In order to assess potential sox-2 or sem-2 maternal contribution in neuronal development, mosaic analysis was performed and maternal/zygotic null mutants derived from mothers that had lost the rescuing array in the germline-producing P lineage were analyzed. sox-2(ot640) or sem-2(ok2422) null mutants were rescued with an extrachromosomal array containing the sox-2 fosmid WRM0626aE02 (15 ng/µl) or sem-2 fosmid WRM0623cE02 (15 ng/µl) together with myo-3p::mCherry (3 ng/µl), which is expressed in body wall muscles. These strains were crossed with the integrated transgenes otIs291 (rab-3p::2xnlsYFP), otIs381 (ric-19p::2xnlsGFP), otIs353 (ric-4Fos::SL2::YFP::H2B) and evIs111 (rgef-1::GFP), which label all neurons. In C. elegans, 94 body wall muscles derive from the P lineage while only one arises from the AB lineage. Mosaic mothers that had lost the rescuing array in the P lineage were identified based on the loss of myo-3p::mCherry expression in all body wall muscles but one. The number of rab-3-, ric-19- and ric-4-expressing neurons was counted in the progeny of the mosaic mothers.
Similarly, in order to overcome the L1 lethality and be able to analyze postembryonic lineages in sox-2(ot640) animals, this allele was rescued with an extrachromosomal array containing the sox-2 fosmid WRM0626aE02 (15 ng/µl) and different lineage-specific markers (3 ng/µl) so as to be able to assess whether the rescuing array had been lost in a particular lineage of interest. Cell fate in the absence of the sox-2 rescuing array was analyzed with integrated reporters.
Cells expressing sox-2 or sem-2 during embryogenesis were identified by a combination of manual and semi-automated lineaging. For the manual approach, the embryonic development of the sox-2fosmid::mCherry (otIs333) or sem-2fosmid::YFP (otIs313) reporter strains was imaged using the 4D microscopy software Steuerprg (Caenotec). Briefly, gravid adults were dissected and single two-cell embryos were mounted and visualized on a Zeiss Imager Z1 compound microscope. Nomarski stacks were taken every 35 s and embryos were illuminated with LED fluorescence light (470 or 555 nm) at predetermined time points during development. Movies were lineaged using the SIMI BioCell program as previously described (Schnabel et al., 1997). For the semi-automated approach, imaging was performed with a spinning disc confocal microscope (Zeiss Axio Observer.Z1) or iSPIM light sheet scope (Wu et al., 2011). Automated lineage tracing to follow cells labeled with a fluorescent histone marker and assign Sulston names was performed and manually validated as previously described (Bao et al., 2006; Santella et al., 2010). Nuclear-localized expression was quantified for each cell over its lifetime as previously described (Murray et al., 2008).

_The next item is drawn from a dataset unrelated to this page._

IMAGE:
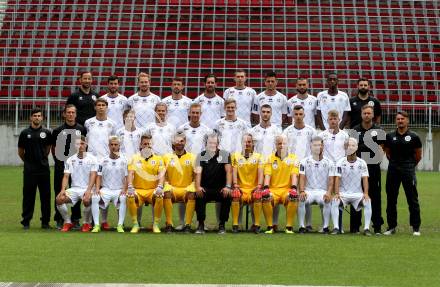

We thank Qi Chen for expert assistance in generating transgenic strains; members of the O.H. laboratory for comments on the manuscript; Nikos Stefanakis, Inés Carrera, Marie Gendrel and Laura Pereira for sharing reporter strains; the C. elegans Knockout Consortium for generating sem-2 and sox-3 knockout alleles and the Caenorhabditis Genetics Center (University of Minnesota) and the NemaGENETAG Consortium for providing strains.
This work was funded by the National Institutes of Health [R01NS039996-05 and R01NS050266-03 to O.H.; R01GM098026 to C.-F.C.]. O.H. is an Investigator of the Howard Hughes Medical Institute. B.V. was supported by a Beatriu de Pinós post-doctoral fellowship (BP-DGR). Deposited in PMC for release after 6 months.
B.V. and O.H. designed the study and jointly wrote the paper. Further inputs into the design of the experiments were provided by C.-F.C. B.V. performed all experiments, except the following: eat-4 analysis in vab-3 mutants and mutation/analysis of the PAX-6 binding site was performed by E.S.-S.; the StarryNite-based lineaging was performed by A.S. under supervision of Z.B.
The authors declare no competing or financial interests.